Amice Picard avait des visions admirables du paradis, du purgatoire et de l’enfer.
La
veille de la Toussaint ― 1638 ―, elle endura, pendant dix heures,
quelques-unes des peines du purgatoire et entrevit celles de l’enfer qui
la remplirent d’horreur et d’effroi.
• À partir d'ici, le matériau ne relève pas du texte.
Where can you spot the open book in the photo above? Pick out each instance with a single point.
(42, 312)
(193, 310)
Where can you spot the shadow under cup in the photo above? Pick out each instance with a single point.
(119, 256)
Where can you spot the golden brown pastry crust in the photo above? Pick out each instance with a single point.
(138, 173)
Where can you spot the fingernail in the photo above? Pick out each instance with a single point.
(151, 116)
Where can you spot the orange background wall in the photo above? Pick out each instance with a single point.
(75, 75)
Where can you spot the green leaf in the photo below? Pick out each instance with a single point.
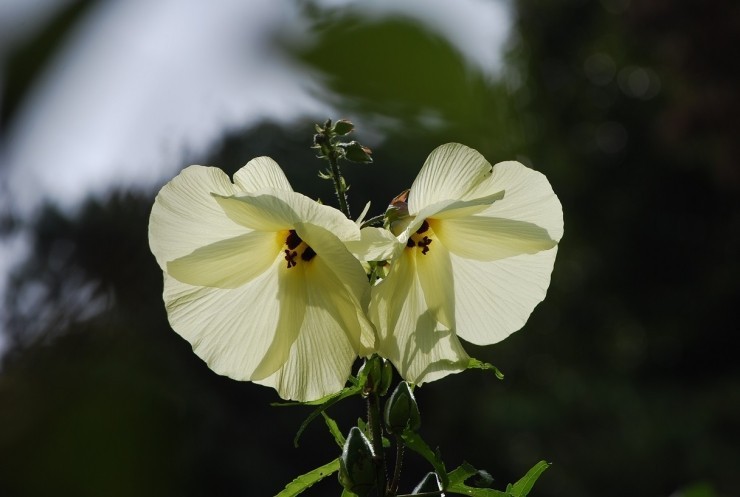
(476, 364)
(457, 484)
(413, 441)
(521, 488)
(334, 429)
(525, 484)
(324, 403)
(303, 482)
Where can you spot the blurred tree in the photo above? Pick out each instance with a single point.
(624, 377)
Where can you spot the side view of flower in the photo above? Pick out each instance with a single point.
(257, 278)
(471, 253)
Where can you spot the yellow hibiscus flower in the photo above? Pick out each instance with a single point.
(470, 259)
(257, 278)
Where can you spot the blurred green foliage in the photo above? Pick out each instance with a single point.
(625, 377)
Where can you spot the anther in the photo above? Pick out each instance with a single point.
(308, 254)
(293, 240)
(424, 244)
(423, 228)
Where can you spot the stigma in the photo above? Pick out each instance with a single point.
(296, 250)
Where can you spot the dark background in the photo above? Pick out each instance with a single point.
(625, 377)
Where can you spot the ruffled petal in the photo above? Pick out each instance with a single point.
(452, 171)
(410, 336)
(230, 329)
(185, 216)
(344, 283)
(261, 173)
(491, 238)
(264, 211)
(293, 298)
(274, 210)
(435, 277)
(495, 299)
(228, 263)
(528, 197)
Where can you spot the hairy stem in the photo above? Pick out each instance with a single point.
(374, 420)
(339, 185)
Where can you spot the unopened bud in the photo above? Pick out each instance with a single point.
(377, 373)
(343, 127)
(401, 411)
(357, 464)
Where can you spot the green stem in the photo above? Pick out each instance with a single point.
(339, 185)
(423, 494)
(373, 419)
(397, 470)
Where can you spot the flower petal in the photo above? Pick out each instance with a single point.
(321, 359)
(344, 284)
(228, 263)
(264, 211)
(293, 301)
(185, 216)
(273, 210)
(495, 299)
(230, 329)
(435, 277)
(261, 173)
(528, 197)
(420, 348)
(452, 171)
(491, 238)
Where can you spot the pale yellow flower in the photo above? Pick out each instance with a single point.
(257, 278)
(472, 259)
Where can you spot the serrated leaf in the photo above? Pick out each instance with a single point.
(324, 403)
(525, 484)
(477, 364)
(305, 481)
(413, 441)
(334, 429)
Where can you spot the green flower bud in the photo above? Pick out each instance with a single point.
(355, 152)
(386, 378)
(481, 479)
(377, 374)
(401, 410)
(357, 464)
(343, 127)
(430, 483)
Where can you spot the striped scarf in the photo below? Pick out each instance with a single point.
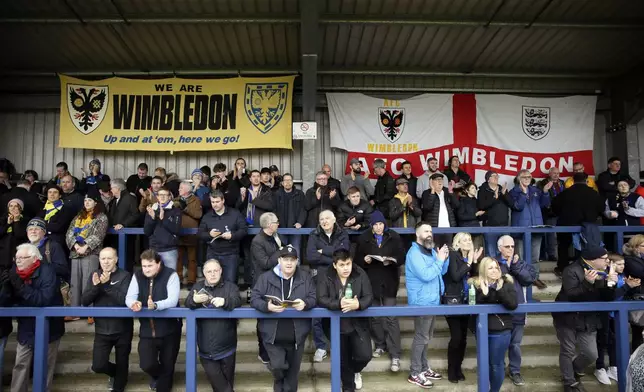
(80, 229)
(52, 208)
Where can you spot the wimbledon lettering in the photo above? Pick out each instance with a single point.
(175, 112)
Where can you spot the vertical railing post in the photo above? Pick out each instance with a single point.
(527, 258)
(41, 346)
(335, 354)
(623, 352)
(482, 355)
(191, 353)
(122, 249)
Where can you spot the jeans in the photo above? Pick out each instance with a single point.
(3, 344)
(170, 258)
(491, 248)
(498, 344)
(423, 333)
(551, 238)
(514, 353)
(571, 360)
(228, 264)
(386, 330)
(535, 251)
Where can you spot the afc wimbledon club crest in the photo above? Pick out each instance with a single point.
(536, 122)
(392, 122)
(265, 104)
(87, 106)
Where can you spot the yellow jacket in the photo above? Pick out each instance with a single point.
(589, 181)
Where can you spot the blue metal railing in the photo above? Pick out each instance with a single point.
(620, 308)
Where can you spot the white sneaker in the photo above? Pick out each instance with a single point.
(602, 376)
(357, 379)
(319, 355)
(612, 372)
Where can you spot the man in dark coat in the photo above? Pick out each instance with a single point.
(385, 280)
(284, 338)
(582, 281)
(289, 207)
(495, 201)
(574, 206)
(384, 190)
(333, 285)
(34, 284)
(439, 207)
(354, 213)
(320, 197)
(107, 287)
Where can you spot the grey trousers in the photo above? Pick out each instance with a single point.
(22, 368)
(423, 333)
(577, 350)
(82, 269)
(386, 330)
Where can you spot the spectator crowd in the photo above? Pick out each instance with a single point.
(56, 250)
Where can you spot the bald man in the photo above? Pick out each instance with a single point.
(107, 287)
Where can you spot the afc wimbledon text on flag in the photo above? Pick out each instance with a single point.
(487, 132)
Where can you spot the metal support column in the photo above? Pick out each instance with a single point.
(309, 35)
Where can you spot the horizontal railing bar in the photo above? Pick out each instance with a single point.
(385, 311)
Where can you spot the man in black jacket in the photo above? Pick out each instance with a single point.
(289, 207)
(321, 196)
(216, 337)
(495, 201)
(346, 287)
(354, 213)
(223, 228)
(583, 281)
(385, 280)
(156, 287)
(284, 339)
(107, 287)
(384, 190)
(574, 206)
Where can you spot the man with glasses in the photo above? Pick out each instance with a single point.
(265, 249)
(527, 202)
(524, 275)
(583, 281)
(162, 226)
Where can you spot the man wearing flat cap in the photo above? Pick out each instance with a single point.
(360, 181)
(586, 280)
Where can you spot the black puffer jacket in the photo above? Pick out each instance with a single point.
(385, 280)
(575, 288)
(216, 336)
(329, 288)
(362, 212)
(497, 210)
(431, 207)
(109, 294)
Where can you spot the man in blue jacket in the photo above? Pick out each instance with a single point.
(424, 270)
(524, 275)
(284, 338)
(527, 201)
(162, 226)
(34, 284)
(222, 229)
Le jour même de la fête elle resta
sept heures en extase et contempla la félicité des bienheureux.
Le
19 mai 1641, jour de la Pentecôte, elle vit le ciel ouvert et, dans
cette large ouverture, une foule de petits anges resplendissants qui
portaient des roses blanches, et ces roses répandaient un parfum
enivrant. Puis il tomba des nues quantité de lumières et de flammes,
comme la neige en hiver, sur les habitants de la terre : les uns les
recevaient sur la tête, les autres sur la poitrine, les autres sur les
bras ou les mains. Et parfois ces feux mystérieux se retiraient
brusquement, au moment d’atteindre les parties qu’ils visaient et ils
retournaient d’où ils étaient venus. La voyante reconnaissait des
personnes qui étaient mortes, dans le purgatoire et au ciel. Elle vivait
d’ailleurs autant au ciel que sur la terre, et même davantage, puisque
le pain des anges lui suffisait comme nourriture, et qu’elle vivait en
Dieu et de Dieu à l’instar des martyrs, au milieu de toutes les tortures
et de toutes les épreuves possibles.
M.
de Trébodennic, archidiacre de Léon, fut son hôte, son directeur et son
protecteur pendant la moitié de sa vie, et durant son séjour à
Saint-Pol : mais elle eut encore, les derniers temps, pour sa
sauvegarde, un ange gardien terrestre sous la figure d’un enfant de
quatre ans, nommé Yves Lucas, filleul de l’archidiacre, d’une innocence,
d’une piété et d’une intelligence surhumaine qui découvrait les mauvais
anges, bourreaux d’Amice, et les chassait avec la croix ou l’eau
bénite. Tout devait être extraordinaire et surnaturel dans la vie
d’Amice Picard et dans sa mort elle-même.
Elle
mourut, le jour de Noël 1652, dans une extase, après avoir souffert
plusieurs jours d’avance une agonie qui rappelait celle de
Notre-Seigneur Jésus-Christ au Jardin des oliviers, car elle était en
proie à une tristesse, un délaissement intérieur et une frayeur du
jugement inexplicable.
Elle
reçut les derniers sacrements avec une sainte ardeur. Sur sa demande,
Mgr Henri de Laval du Bois-Dauphin, le nouvel évêque de Saint-Pol, vint
lui donner sa bénédiction, escorté de ses chanoines, en sortant de la
grand’messe, et présida lui-même ses obsèques, avec tout le clergé
séculier et régulier de la ville, au milieu d’un concours innombrable de
peuple, accouru de toutes parts.
Le corps de la sainte fut inhumé à la cathédrale, dans la chapelle de Notre-Dame de Caël.
Ainsi,
l’autorité religieuse la plus haute du diocèse consacra autant que
possible le souvenir de ses vertus et de ses actes surnaturels.